Adam Levine's analogy for The Voice, the upstart among singing competitions and this weekend's post-Super Bowl TV placeholder, is that it's like Twitter, where American Idol, The X Factor and other TV singing competitions are like some rambling, aging blog.
The Voice - in which Maroon 5 frontman Levine and fellow judges Blake Shelton, Christina Aguilera and Cee Lo Green audition prospective singers "blind," based on their voices and without seeing them sing - is all about voice and hitting the big notes, and less about looks and image.
The Voice rocked the socialmedia world, as well as the ratings charts, in its debut season.
"I don't want to mention all the other shows, but we were at the top," said The Voice's socialmedia correspondent, Christina Milian. "Everybody is very, very engaged. People speak their minds; they want to be involved. They want to have exclusive content. They want to know more."

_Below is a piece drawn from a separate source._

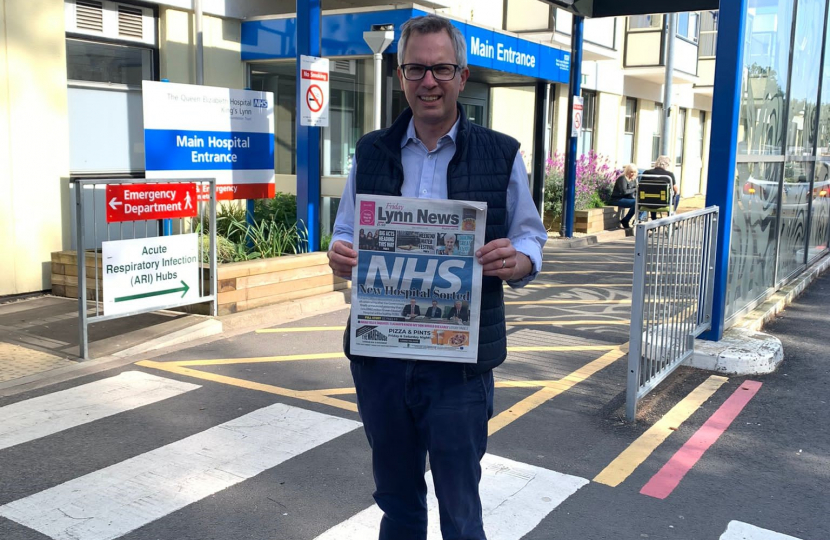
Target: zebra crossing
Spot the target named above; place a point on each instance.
(116, 500)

The judges double as coaches; this season, each judge/coach will have 12 artists in his or her group of protégés, up from last season's eight.
Contestants range from virtual unknowns to forgotten or overlooked, passed-over performers looking to reclaim their early promise. The Voice encompasses a wide range of music styles, from rock, pop, R&B and hip hop to alternative, Latin, country and the blues and from solo artists to duos.
The eventual winner may or may not enjoy a successful recording career, but the show itself has already proved to be a chart-topper. The Voice was the highest-rated, most-watched new entertainment series of the 2010'11 TV season, according to the tracking site TVbyTheNumbers, and earned early renewal last May from its parent network, NBC. The Voice airs on CTV in Canada.
By airing immediately after Super Bowl XLVI, The Voice's second-season première promises to be an audience attention-grabber. The Super Bowl is typically the highest-rated U.S. broadcast of the TV year, and the program that airs afterward often achieves near-record ratings.
If The Voice has touched a nerve with an audience jaded by slick packaging and tired of constant manipulation, Aguilera and Shelton say it's because everyone, from the coaches to the contestants, is encouraged to be themselves, not who the music industry expects them to be.
"I try to show my artists on my team that you're not running for office, here," Shelton said. "You're an artist. Be who you are."
Aguilera agreed: "We're not coming on the shows to play a part. . We take risks and chances. We are artists, at the end of the day, you know, just doing what we do, bringing it to the table and trying to share with these amazing artists, trying to make it all that we can. We're not actors. We're artists."
Numerous high-profile artists have signed on to be mentors during The Voice's coming season. Alanis Morissette will work with Levine's group of protégés; Kelly Clarkson, the first winner of American Idol, and country artist Miranda Lambert, Shelton's wife and a former contestant on Nashville Star, will work with Shelton's group. Ne-Yo will work with Green's group, and Jewel and Lionel Richie will help counsel Aguilera's protégés.
Aguilera says that, at its heart, The Voice is about raising hopes, hitting the high notes and being positive.
"I wouldn't have signed up for this show if it was about ridiculing someone, or poking fun at their lack of talent or inability to sing," she said. "That isn't . in support of anything we do as artists."
The Voice premières Sunday, immediately following the Super Bowl on CTV and NBC.